Я подошел к тебе без слова,
От сердца к сердцу был магнит,
И чувства древняя основа
В душе мгновенно говорит.

Влиянье всех неисчислимых
Веков, что где-то жили мы,
Как пламень, проглянувший в дымах,
Пронзило в сердце скрепу тьмы.

Я знал, волнуясь и волнуя,
Я знал, бледнея и любя,
Что неизбежность поцелуя
Желанной будет для тебя.

Взошла Луна, светясь медвяно,
Дышала долгим гулом мгла,
И чаша черного тюльпана
Раскрытой страстью расцвела.

Константин Дмитриевич Бальмонт

Лунный сок

Обильная соком Луна
Золотой расцвечает свой мед.
Поля. Полумгла. Тишина.
Полночь счет свой ведет.
Все в золе пепелище зари.
Счет идет.
От единства чрез двойственность в стройное три,
Мировое четыре, безумное пять,
Через шесть освященное семь,
Восемь, Вечности лик, девять, десять опять,
И одиннадцать. Дрогнула темь.
И двенадцать. Горит вышина.
Просиял небосклон.
Лунным звоном вся полночь полна,
Лунный звон.
И воздушно, с высокой и злой высоты,
На леса, на луга, на листы, на цветы,
На мерцанья болот, на шуршание нив
Полнолунница льет свой колдующий мед,
И безумья струит, и взращает прилив,
Заковала весь мир в голубой хоровод.
О, Луна, яд твой светлый красив!

Константин Дмитриевич Бальмонт

Гамеланг

Гамеланг — как Море — без начала,
Гамеланг — как ветер — без конца.
Стройная Яванка танцевала,
Не меняя бледного лица.

Гибкая, как эта вот лиана,
Пряная, как губы орхидей,
Нежная, как лотос средь тумана,
Что чуть-чуть раскрылся для страстей.

В пляске повторяющейся — руки,
Сеть прядет движением руки,
Гамеланга жалуются звуки,
В зыбком лете вьются светляки.

Над водой, где лотос закачался,
Обвенчался с светляком светляк,
Разошелся, снова повстречался,
Свет, и мрак, и свет, и свет, и мрак.

Ход созвездий к полночи откинут,
В полночь засвечается вулкан.
Неужели звуки эти ми́нут?
В этой пляске сказка вещих стран.

За горой звенит металл певучий,
Срыв глухой, и тонкая струна.
Гамеланг — как Смерть сама — тягучий,
Гамеланг — колодец снов, без дна.

Константин Дмитриевич Бальмонт

Венчанные

В саду проходит юный,
С ним рядом молодая.
В ветвях звенят им струны,
Ручей, с камней спадая,
Поет, поет, поет,
В цветах им светлый мед.
Невеста — Полночь Мая,
Жених, он кто?
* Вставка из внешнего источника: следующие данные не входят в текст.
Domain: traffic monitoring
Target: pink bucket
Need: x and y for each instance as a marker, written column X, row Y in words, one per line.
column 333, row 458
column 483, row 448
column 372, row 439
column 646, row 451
Узнай.
Он День, а, может, Май?

На нем одежды красны,
На ней одежды черны.
Но оба так согласны,
Взаимности покорны.
Целует он ее,
«Ты все, ты все мое».
Ее мечты узорны,
Как бриллиант она
В оправе черной сна.

Жених — светловолосый,
Глаза его — зелены,
У ней же черны косы,
Глаза ее — затоны,
В них светлая печаль,
Прозрачней, чем хрусталь.
В саду проходят звоны,
Поют цветы, дыша:
«Влюбленность хороша».

Весь Май процеловались,
В Июнь зашли, не зная,
Заря с зарей встречались,
Любовников встречая.
И свет вошел во тьму,
И все отдав ему,
Бледнея, Полночь Мая
С Июньским нежным днем
Растаяла огнем.

Константин Дмитриевич Бальмонт

Замок Джэн Вальмор. Баллада

БАЛЛАДА

В старинном замке Джэн Вальмор,
Красавицы надменной,
Толпятся гости с давних пор,
В тоске беспеременной:
Во взор ее лишь бросишь взор,
И ты навеки пленный.

Красивы замки старых лет.
Зубцы их серых башен
Как будто льют чуть зримый свет,
И странен он и страшен,
Немым огнем былых побед
Их гордый лик украшен.

Мосты подемные и рвы, —
Замкнутые владенья.
Здесь ночью слышен крик совы,
Здесь бродят привиденья.
И странен вздох седой травы
В час лунного затменья.

В старинном замке Джэн Вальмор
Чуть ночь — звучат баллады.
Поет струна, встает укор,
А где-то — водопады,
И долог гул окрестных гор,
Ответствуют громады.

Сегодня день рожденья Джэн.
Часы тяжелым боем
Сзывают всех, кто взят ей в плен,
И вот проходят роем
Красавцы, Гроль, и Ральф, и Свен,
По сумрачным покоям.

И нежных дев соседних гор
Здесь ярко блещут взгляды,
Эрглэн, Линор, — и ясен взор
Пышноволосой Ады, —
Но всех прекрасней Джэн Вальмор,
В честь Джэн звучат баллады.

Певучий танец заструил
Медлительные чары.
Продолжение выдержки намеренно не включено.